And you must love the Lord your God with all your heart, all your soul, and all your strength. And you must commit yourselves wholeheartedly to these commands that I am giving you today. Repeat them again and again to your children. Talk about them when you are at home and when you are on the road, when you are going to bed and when you are getting up. Tie them to your hands and wear them on your forehead as reminders. Write them on the doorposts of your house and on your gates.
- Deuteronomy 6:5-9
I have entered into a season in my life that I know is a season ordained by God. I am experiencing a time in my life that I would have never expected for myself as a mom, which is difficult, but I am confident that God has allowed this time for a purpose.
I am going through a refining. God is molding and shaping me, preparing me for something great. I wholeheartedly believe that He has something planned for my life and though I cannot see the destination, it will absolutely be worth the crazy ride I have journeyed across over the past few years.
I will admit that several months ago I was devastated by my circumstances and walking around in total disbelief at what was taking place in my life. I can now confidently say, Thank you, God for the journey that You are taking me on.
As I have been pondering the story of the woman at the well lately, I have come to recognize that I had a great need for the Living Water of Christ in my life. For many years, I lived a life where my cup was not running over and I felt it. I was constantly walking around looking for what I needed to fill my cup and nothing in my life satisfied. My heart longed to follow Him but my heart was committed to five other loves that consumed every part of my heart, making it impossible to belong totally to Him. As I was a mom, my children consumed my attention, making it that much harder to really see what was lacking in my life. I spent so much time looking to family, friends, my children, activities, and possessions for approval and affirmation, but they were never enough, until one day, they were removed and my need was revealed.
I had gotten lost in the lies of “if I only had this or that, I’d be happy” until I realized they were just that, lies. Nothing could fill the empty places that were meant for Christ to fill. He was lacking fully from my life. I thought I knew who He was. I thought I knew Him personally. I thought I followed Him, but it was not until truth was revealed that I realized I did not KNOW Him. I did not realize that I had a deep thirst within my heart that nothing else could fill.
My heart needed satisfying by the only Source that could fill it completely and so Jesus began wooing me to Him. His Spirit drew me closer and He revealed my emptiness. An emptiness that could only be quenched by Him. I realized that this emptiness was drawing me to Him and I had a great longing to be filled with only Him. It was the realization that it was only His affirmation, approval, and acceptance that I truly needed and would truly complete me. It was realizing that until God’s love was enough for me, nothing else in this world truly mattered.

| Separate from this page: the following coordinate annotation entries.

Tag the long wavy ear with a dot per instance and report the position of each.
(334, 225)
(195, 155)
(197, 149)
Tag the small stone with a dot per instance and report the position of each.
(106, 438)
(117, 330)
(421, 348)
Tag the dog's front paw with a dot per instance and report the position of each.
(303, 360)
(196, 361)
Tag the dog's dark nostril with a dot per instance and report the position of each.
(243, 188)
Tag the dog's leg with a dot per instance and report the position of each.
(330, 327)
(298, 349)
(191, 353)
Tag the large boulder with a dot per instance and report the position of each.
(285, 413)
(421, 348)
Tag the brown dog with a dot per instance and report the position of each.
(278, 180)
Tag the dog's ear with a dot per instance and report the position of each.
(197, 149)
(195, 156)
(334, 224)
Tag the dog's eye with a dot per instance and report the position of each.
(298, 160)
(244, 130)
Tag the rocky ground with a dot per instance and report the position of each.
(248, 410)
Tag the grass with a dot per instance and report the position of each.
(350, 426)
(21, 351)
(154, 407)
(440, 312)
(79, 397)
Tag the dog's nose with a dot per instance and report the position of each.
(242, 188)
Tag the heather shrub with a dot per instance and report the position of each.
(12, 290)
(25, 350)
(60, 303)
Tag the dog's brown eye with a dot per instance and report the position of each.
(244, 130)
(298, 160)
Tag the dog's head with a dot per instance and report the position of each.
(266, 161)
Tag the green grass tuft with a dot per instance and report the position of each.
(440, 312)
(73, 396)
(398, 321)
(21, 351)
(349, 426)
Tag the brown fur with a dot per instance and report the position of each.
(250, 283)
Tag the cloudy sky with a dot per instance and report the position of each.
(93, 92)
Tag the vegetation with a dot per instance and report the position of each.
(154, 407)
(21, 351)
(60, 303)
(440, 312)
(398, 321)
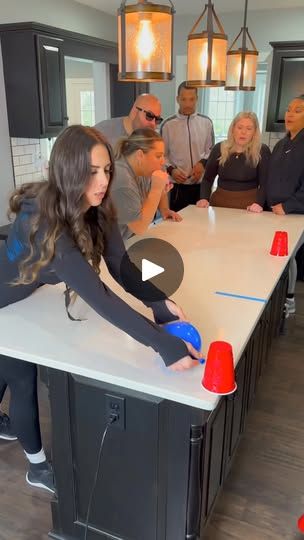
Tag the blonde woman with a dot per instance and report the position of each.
(241, 163)
(140, 185)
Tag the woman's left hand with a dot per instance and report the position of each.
(170, 214)
(176, 310)
(255, 207)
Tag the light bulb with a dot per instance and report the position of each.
(145, 42)
(203, 60)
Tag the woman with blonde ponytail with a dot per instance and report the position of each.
(62, 229)
(241, 163)
(140, 186)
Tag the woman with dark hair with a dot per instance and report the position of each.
(285, 185)
(62, 229)
(140, 185)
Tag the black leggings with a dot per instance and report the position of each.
(181, 195)
(21, 378)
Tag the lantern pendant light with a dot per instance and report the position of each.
(145, 42)
(242, 62)
(207, 50)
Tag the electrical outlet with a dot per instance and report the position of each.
(116, 405)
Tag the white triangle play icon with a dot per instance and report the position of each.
(150, 270)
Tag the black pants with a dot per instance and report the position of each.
(3, 387)
(21, 378)
(182, 195)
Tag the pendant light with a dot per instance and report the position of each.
(207, 52)
(242, 62)
(145, 42)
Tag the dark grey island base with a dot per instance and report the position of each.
(160, 476)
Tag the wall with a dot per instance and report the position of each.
(264, 26)
(6, 178)
(65, 14)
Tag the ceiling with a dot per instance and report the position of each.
(184, 7)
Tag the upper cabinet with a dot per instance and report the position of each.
(34, 78)
(287, 80)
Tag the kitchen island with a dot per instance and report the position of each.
(162, 471)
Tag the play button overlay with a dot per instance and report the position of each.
(152, 270)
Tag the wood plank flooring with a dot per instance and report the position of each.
(264, 493)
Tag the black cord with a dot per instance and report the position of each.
(111, 421)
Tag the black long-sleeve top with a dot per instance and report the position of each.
(69, 265)
(236, 174)
(285, 183)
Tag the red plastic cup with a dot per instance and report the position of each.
(301, 523)
(279, 246)
(219, 370)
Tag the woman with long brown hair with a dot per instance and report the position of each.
(241, 163)
(62, 229)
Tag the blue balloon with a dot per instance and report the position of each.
(185, 331)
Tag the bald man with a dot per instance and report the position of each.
(145, 113)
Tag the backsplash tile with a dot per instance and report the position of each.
(30, 159)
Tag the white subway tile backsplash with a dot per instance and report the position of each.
(18, 151)
(24, 169)
(24, 160)
(27, 160)
(29, 149)
(21, 142)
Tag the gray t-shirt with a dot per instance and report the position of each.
(112, 129)
(128, 193)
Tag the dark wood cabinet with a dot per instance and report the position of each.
(51, 81)
(287, 81)
(34, 78)
(160, 477)
(123, 94)
(34, 82)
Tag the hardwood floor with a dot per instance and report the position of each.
(264, 493)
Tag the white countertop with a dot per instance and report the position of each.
(223, 250)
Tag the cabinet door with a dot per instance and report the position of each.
(123, 94)
(51, 84)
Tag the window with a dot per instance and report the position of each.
(222, 105)
(87, 107)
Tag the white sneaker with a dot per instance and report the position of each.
(290, 305)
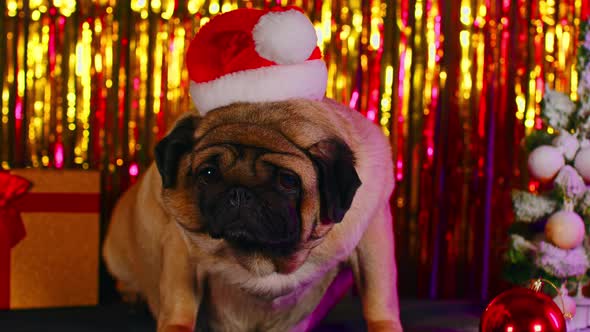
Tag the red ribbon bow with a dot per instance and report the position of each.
(12, 229)
(11, 188)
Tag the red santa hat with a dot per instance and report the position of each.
(252, 55)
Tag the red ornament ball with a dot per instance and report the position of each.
(522, 310)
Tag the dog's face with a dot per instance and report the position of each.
(256, 184)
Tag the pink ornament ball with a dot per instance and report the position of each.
(565, 229)
(582, 163)
(544, 162)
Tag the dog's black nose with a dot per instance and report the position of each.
(240, 197)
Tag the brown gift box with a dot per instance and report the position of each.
(56, 263)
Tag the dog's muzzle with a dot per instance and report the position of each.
(247, 223)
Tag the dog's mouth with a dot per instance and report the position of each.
(250, 240)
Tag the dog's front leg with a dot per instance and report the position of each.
(375, 271)
(179, 294)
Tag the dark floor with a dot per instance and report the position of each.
(417, 316)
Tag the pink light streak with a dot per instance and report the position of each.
(133, 170)
(59, 155)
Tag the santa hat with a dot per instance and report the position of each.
(252, 55)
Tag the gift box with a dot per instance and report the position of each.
(49, 238)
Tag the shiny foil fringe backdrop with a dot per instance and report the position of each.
(454, 84)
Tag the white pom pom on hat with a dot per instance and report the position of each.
(252, 55)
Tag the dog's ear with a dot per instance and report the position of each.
(338, 180)
(172, 147)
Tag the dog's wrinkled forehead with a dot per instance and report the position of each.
(228, 141)
(249, 135)
(283, 121)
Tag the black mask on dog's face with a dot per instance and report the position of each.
(252, 204)
(250, 191)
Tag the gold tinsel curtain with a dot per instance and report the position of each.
(454, 84)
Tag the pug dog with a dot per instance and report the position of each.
(250, 211)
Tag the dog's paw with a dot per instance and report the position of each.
(384, 326)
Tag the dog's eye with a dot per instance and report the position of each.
(288, 180)
(208, 174)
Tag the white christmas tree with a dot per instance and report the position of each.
(549, 236)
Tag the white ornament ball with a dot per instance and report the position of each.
(568, 306)
(568, 145)
(565, 229)
(582, 163)
(545, 161)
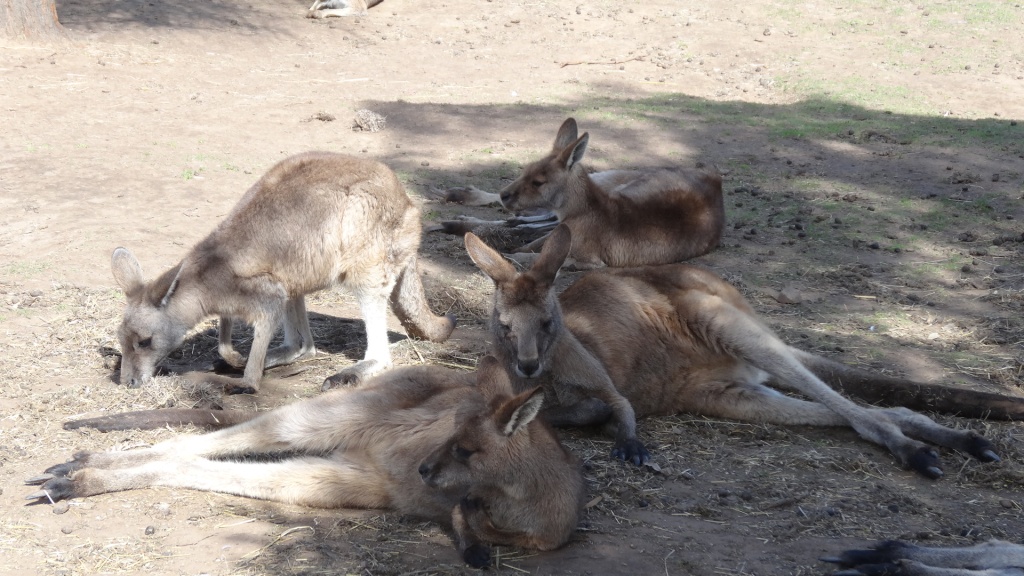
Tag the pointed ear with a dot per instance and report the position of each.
(488, 260)
(492, 377)
(127, 272)
(516, 412)
(556, 249)
(566, 134)
(171, 288)
(572, 154)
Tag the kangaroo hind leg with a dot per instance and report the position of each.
(742, 336)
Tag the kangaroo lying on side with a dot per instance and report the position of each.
(423, 441)
(617, 217)
(677, 338)
(313, 220)
(337, 8)
(892, 558)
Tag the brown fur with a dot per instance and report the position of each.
(677, 338)
(621, 217)
(312, 221)
(423, 441)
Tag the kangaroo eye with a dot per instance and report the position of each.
(461, 453)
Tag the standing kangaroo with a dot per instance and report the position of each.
(313, 220)
(617, 217)
(677, 338)
(423, 441)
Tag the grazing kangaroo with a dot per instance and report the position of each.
(423, 441)
(313, 220)
(617, 217)
(336, 8)
(892, 558)
(677, 338)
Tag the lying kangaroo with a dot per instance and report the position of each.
(892, 558)
(311, 221)
(617, 217)
(423, 441)
(677, 338)
(337, 8)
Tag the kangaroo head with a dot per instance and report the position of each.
(148, 332)
(526, 319)
(546, 183)
(485, 451)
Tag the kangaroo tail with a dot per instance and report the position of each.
(150, 419)
(915, 396)
(410, 303)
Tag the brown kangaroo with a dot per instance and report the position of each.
(677, 338)
(423, 441)
(893, 558)
(313, 220)
(338, 8)
(617, 217)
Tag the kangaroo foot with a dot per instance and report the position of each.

As a woman and mom, my heart’s greatest desire is to be the reflection of Christ to my children. I want to be the example they follow, and God is giving me that opportunity right now in my life. What a great calling!
My personal calling is to teach my children to love God above all else. My desire is for them to be so full of Christ that they too want nothing else. I want them to understand that God’s approval and love are the only approval and love that they should seek. I want them to think constantly about what He desires for their lives and for them to desire to live according to His word.
That is hard for children to do if they are not seeing that example lived out in front of them. If I want my children to love God as I love God, I have to be the example in my everyday experiences. I have to teach them to see God in every situation and circumstance so that they understand that God controls all things and has a purpose for every situation. If I want them to believe that God is faithful, then I must point out the times in our lives when He has provided and shown His faithfulness.
It is such a great responsibility, but it cannot be done if I am not drinking the Living Water every day of my life, and so God has given me that yearning. He has set before me a time in which I have nothing else to do but sit at His feet and marvel at His unconditional love. Why He has chosen me to experience such a great privilege, I will never know, but I will soak up every ounce of His love and pour it out on those who need Him as I do.